Sayangnya, pada Senin pagi, 2 Maret 2026, kabar duka datang. Try Sutrisno meninggal dunia setelah menjalani perawatan di rumah sakit. Keluarga menyatakan bahwa almarhum tidak menderita sakit yang terlalu lama, dan kondisi kesehatannya memang sudah menurun karena faktor usia.
Proses Penyembahan dan Penghormatan
Setelah meninggal, jenazah Try Sutrisno disemayamkan di rumah duka di kawasan Menteng, Jakarta. Selanjutnya, jenazah akan dishalatkan di Masjid Sunda Kelapa dan kemudian dimakamkan di Taman Makam Pahlawan Kalibata.

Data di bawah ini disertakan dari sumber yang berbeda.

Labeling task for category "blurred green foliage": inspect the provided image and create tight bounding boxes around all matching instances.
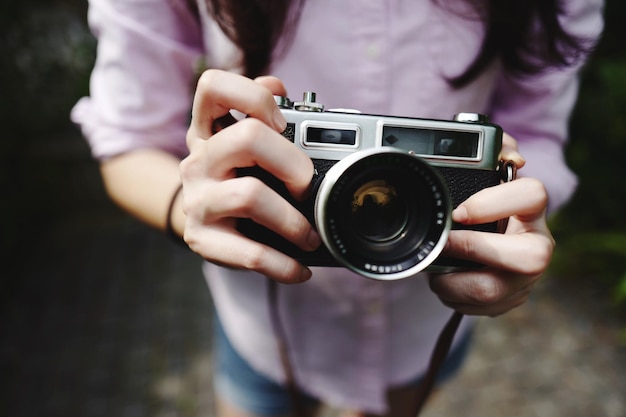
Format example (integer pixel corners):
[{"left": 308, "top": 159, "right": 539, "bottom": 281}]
[
  {"left": 0, "top": 0, "right": 626, "bottom": 307},
  {"left": 550, "top": 0, "right": 626, "bottom": 309}
]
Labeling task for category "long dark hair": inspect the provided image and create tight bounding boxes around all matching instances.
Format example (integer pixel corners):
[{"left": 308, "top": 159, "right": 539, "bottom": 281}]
[{"left": 206, "top": 0, "right": 589, "bottom": 87}]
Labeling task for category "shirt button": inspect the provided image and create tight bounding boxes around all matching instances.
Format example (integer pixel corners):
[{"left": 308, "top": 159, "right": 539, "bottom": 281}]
[{"left": 366, "top": 43, "right": 380, "bottom": 59}]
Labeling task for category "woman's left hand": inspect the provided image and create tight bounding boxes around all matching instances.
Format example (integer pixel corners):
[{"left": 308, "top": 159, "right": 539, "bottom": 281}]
[{"left": 430, "top": 134, "right": 555, "bottom": 316}]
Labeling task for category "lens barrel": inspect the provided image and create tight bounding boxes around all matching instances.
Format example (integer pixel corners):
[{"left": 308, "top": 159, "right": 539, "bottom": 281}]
[{"left": 314, "top": 147, "right": 452, "bottom": 280}]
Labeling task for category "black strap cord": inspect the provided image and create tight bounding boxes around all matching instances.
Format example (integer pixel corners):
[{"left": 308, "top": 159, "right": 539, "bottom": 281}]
[{"left": 267, "top": 278, "right": 306, "bottom": 417}]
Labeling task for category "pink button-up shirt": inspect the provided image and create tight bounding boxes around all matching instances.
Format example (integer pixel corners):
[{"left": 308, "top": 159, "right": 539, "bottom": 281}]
[{"left": 73, "top": 0, "right": 602, "bottom": 412}]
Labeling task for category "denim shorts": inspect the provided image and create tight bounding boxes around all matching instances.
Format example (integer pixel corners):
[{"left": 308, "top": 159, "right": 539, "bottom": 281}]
[{"left": 213, "top": 314, "right": 472, "bottom": 417}]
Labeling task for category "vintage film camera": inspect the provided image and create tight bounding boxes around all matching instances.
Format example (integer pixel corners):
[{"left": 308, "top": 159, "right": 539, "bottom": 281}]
[{"left": 238, "top": 92, "right": 502, "bottom": 280}]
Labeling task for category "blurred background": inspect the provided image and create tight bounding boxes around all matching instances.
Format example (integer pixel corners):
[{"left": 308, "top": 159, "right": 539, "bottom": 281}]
[{"left": 0, "top": 0, "right": 626, "bottom": 417}]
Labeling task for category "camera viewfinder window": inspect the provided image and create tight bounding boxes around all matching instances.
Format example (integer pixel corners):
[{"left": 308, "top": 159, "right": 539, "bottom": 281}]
[
  {"left": 306, "top": 127, "right": 356, "bottom": 146},
  {"left": 383, "top": 126, "right": 479, "bottom": 158}
]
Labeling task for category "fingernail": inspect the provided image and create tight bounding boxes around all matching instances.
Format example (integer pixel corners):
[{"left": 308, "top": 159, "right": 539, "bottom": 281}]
[
  {"left": 300, "top": 268, "right": 313, "bottom": 282},
  {"left": 273, "top": 107, "right": 287, "bottom": 133},
  {"left": 452, "top": 206, "right": 469, "bottom": 223},
  {"left": 306, "top": 229, "right": 322, "bottom": 249}
]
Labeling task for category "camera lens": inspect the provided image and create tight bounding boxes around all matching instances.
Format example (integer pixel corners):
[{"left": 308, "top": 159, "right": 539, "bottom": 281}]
[
  {"left": 315, "top": 147, "right": 451, "bottom": 280},
  {"left": 350, "top": 180, "right": 409, "bottom": 243}
]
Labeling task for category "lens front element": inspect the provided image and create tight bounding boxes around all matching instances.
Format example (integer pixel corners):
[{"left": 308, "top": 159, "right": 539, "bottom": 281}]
[{"left": 315, "top": 147, "right": 451, "bottom": 280}]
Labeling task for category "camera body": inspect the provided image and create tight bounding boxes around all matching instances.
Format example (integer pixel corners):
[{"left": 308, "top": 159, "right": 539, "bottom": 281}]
[{"left": 238, "top": 92, "right": 502, "bottom": 280}]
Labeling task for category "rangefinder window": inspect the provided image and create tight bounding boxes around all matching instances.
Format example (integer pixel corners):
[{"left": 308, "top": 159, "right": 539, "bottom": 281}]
[
  {"left": 382, "top": 126, "right": 480, "bottom": 159},
  {"left": 304, "top": 126, "right": 357, "bottom": 147}
]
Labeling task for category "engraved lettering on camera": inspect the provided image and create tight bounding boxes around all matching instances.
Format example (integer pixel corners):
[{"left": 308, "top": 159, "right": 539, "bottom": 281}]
[{"left": 239, "top": 92, "right": 502, "bottom": 280}]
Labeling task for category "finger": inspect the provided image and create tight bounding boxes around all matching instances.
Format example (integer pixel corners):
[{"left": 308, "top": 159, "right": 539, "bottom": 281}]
[
  {"left": 444, "top": 230, "right": 554, "bottom": 275},
  {"left": 193, "top": 119, "right": 313, "bottom": 199},
  {"left": 500, "top": 133, "right": 526, "bottom": 169},
  {"left": 452, "top": 178, "right": 548, "bottom": 225},
  {"left": 191, "top": 70, "right": 286, "bottom": 139},
  {"left": 430, "top": 269, "right": 536, "bottom": 316},
  {"left": 185, "top": 224, "right": 311, "bottom": 284},
  {"left": 254, "top": 75, "right": 287, "bottom": 97},
  {"left": 196, "top": 177, "right": 321, "bottom": 250}
]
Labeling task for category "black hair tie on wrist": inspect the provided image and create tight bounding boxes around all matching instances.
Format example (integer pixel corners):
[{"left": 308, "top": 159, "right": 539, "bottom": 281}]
[{"left": 165, "top": 184, "right": 187, "bottom": 246}]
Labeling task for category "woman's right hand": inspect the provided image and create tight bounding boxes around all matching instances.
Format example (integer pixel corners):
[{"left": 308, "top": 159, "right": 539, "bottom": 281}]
[{"left": 180, "top": 70, "right": 320, "bottom": 283}]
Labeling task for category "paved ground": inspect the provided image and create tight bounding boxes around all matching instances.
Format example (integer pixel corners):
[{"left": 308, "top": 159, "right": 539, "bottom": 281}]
[{"left": 0, "top": 134, "right": 626, "bottom": 417}]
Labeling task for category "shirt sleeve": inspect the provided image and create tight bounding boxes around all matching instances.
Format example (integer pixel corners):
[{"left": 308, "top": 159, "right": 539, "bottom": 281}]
[
  {"left": 490, "top": 0, "right": 603, "bottom": 212},
  {"left": 71, "top": 0, "right": 202, "bottom": 160}
]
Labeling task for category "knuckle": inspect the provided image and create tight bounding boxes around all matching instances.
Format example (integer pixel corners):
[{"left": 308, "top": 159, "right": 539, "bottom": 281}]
[
  {"left": 524, "top": 178, "right": 548, "bottom": 207},
  {"left": 283, "top": 212, "right": 309, "bottom": 240},
  {"left": 241, "top": 245, "right": 268, "bottom": 271},
  {"left": 520, "top": 239, "right": 554, "bottom": 276},
  {"left": 197, "top": 69, "right": 221, "bottom": 93},
  {"left": 225, "top": 177, "right": 267, "bottom": 211},
  {"left": 468, "top": 277, "right": 502, "bottom": 305}
]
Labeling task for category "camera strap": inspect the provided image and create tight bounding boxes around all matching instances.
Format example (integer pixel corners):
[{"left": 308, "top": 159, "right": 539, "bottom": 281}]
[{"left": 267, "top": 161, "right": 517, "bottom": 417}]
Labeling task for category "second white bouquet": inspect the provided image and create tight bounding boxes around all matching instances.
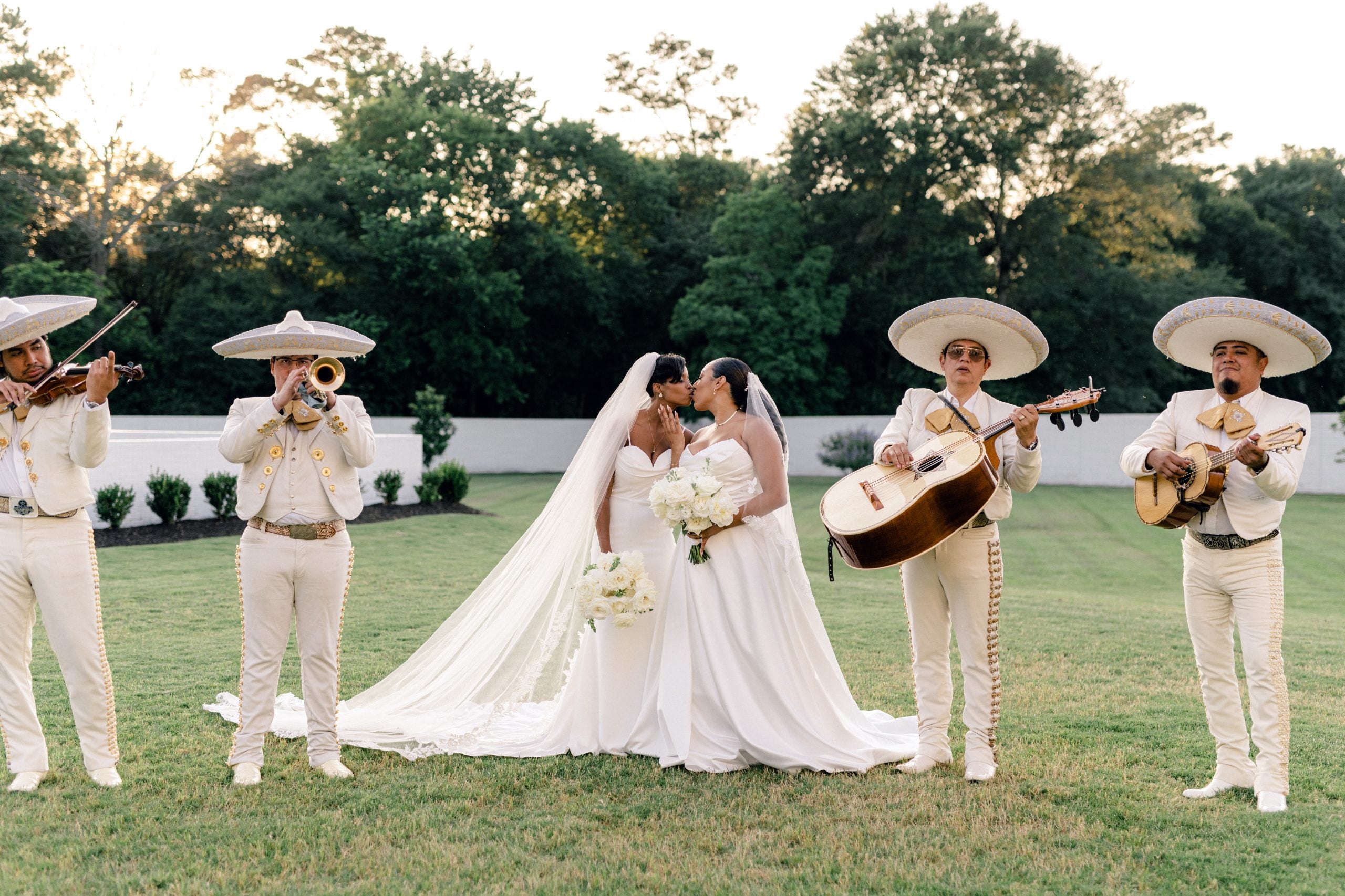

Banyak tokoh dan pejabat tinggi negara memberikan dukacita atas kematian Try Sutrisno. Beberapa di antaranya seperti Panglima TNI, mantan Panglima ABRI Wiranto, dan Airlangga Hartarto mengungkapkan rasa hormat terhadap sosok yang dianggap sebagai tokoh penting dalam sejarah bangsa.
Penghargaan dan Warisan
Meski hanya menjabat satu periode sebagai Wakil Presiden, warisan dan penghargaan yang diberikan kepada Try Sutrisno mencerminkan perannya dalam sejarah Indonesia. Ia dikenang sebagai tokoh yang patuh terhadap konstitusi dan selalu memprioritaskan kepentingan rakyat.
Dalam wawancara dengan Kompas TV, Taufik Dwi Cahyono menyampaikan bahwa ayahnya meninggal dalam keadaan tenang dan tanpa rasa sakit yang berlarut-larut. “Alhamdulillah, Bapak tidak menderita sakit yang terlalu lama dan yang lain-lainnya begitu, memang sudah usia,” ujarnya.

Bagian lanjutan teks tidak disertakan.